Treasury executives whose companies are relying more and more on cloud services should confer with their accountants about new requirements that potentially could impact loan covenants as well as operational elements tangentially affecting treasury.
Companies are increasingly choosing treasury management systems (TMSs) and other applications via the cloud rather than installing the software in their own data centers. The Financial Accounting Standards Board’s (FASB) new accounting standard aims make the accounting between the two approaches more similar by requiring companies to defer and amortize cloud-related costs rather than expensing them right away, as they do under current accounting.
“For companies that have these [cloud] arrangements, they will have to defer certain of those implementation costs to future periods, and that could impact some covenants, whether free cash flow, EBITDA, and other metrics,” said Sean Torr, managing director of Deloitte Risk and Financial Advisory.
On the plus side, said Chris Chiriatti, audit managing director at Deloitte & Touche, some companies may have avoided software as a service (SaaS) solutions if there was a sizable initial investment because under current accounting they have to expense those costs immediately. “Now they can defer those costs, and it may open up opportunities to use the cloud,” he added.
Challenges. One of the more challenging aspects of addressing the new accounting, according to Mr. Torr, is that management must exercise judgment over the costs to be capitalized. In addition, internal controls will be required to ensure that the capitalized costs are amortized to the P&L over the appropriate term.

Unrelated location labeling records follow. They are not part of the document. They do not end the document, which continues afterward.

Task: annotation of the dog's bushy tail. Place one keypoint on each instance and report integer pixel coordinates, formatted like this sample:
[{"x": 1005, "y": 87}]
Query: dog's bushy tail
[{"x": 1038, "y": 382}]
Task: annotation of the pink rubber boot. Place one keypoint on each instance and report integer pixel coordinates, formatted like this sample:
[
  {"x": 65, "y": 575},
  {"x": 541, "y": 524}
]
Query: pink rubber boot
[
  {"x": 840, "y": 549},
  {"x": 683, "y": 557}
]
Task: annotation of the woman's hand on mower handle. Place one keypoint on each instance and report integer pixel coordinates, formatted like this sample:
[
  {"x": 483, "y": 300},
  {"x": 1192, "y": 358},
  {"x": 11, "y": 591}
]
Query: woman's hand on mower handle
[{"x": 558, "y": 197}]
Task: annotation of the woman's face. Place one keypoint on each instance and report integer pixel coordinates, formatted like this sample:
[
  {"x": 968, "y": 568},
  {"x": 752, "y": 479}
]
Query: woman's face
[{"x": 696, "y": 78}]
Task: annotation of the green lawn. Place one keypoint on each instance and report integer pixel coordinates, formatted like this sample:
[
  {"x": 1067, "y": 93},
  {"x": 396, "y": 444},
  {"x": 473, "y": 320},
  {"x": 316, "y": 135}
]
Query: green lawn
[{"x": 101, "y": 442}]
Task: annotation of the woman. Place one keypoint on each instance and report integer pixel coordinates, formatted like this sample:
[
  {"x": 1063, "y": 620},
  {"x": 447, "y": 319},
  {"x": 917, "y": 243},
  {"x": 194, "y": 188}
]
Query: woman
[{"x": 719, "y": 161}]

“Additional processes and controls may have to be put in place to correctly identify the costs that need to be capitalized under the new standard,” Mr. Chiriatti said. He added that since under existing accounting a lot of those costs were expensed as incurred, companies didn’t need processes to identify and scrutinize their activities.
New controls. Under the new standard, companies entering into cloud contracts frequently and those with decentralized organizational structures should consider whether internal controls are sufficient to handle all cloud arrangements. Additionally, organizations should consider internal controls to ensure management’s judgment is consistently applied and costs are being capitalized appropriately. If those judgments are being made in a decentralized fashion, “then the rigor of the control needs to be greater,” Mr. Torr said, adding that companies will also have to have controls around what information they disclose in financial statement footnotes.
Companies may already have frameworks in place to determine what gets capitalized or expensed if they’ve built solutions on premise. However, for companies that have aggressively pursued cloud solutions, the framework may have gathered dust and become outmoded. “So for those companies there might be additional work because they may not have the processes currently in place that they can leverage,” Mr. Chiriatti said.
Effective date. The accounting goes into effect Jan. 1, 2020, for any company currently deploying software to the cloud, buying cloud services or presently incurring cloud implementation costs. Companies can adopt the standard early for any quarters they have yet to issue financial statements for.
Lining up accounting practices. Mr. Chiriatti noted that from a functional standpoint today there’s little difference between a company using software in the cloud or in its own data center, and that was a major factor prompting the accounting standard-setters to conclude that the deferral model should be the same for both situations.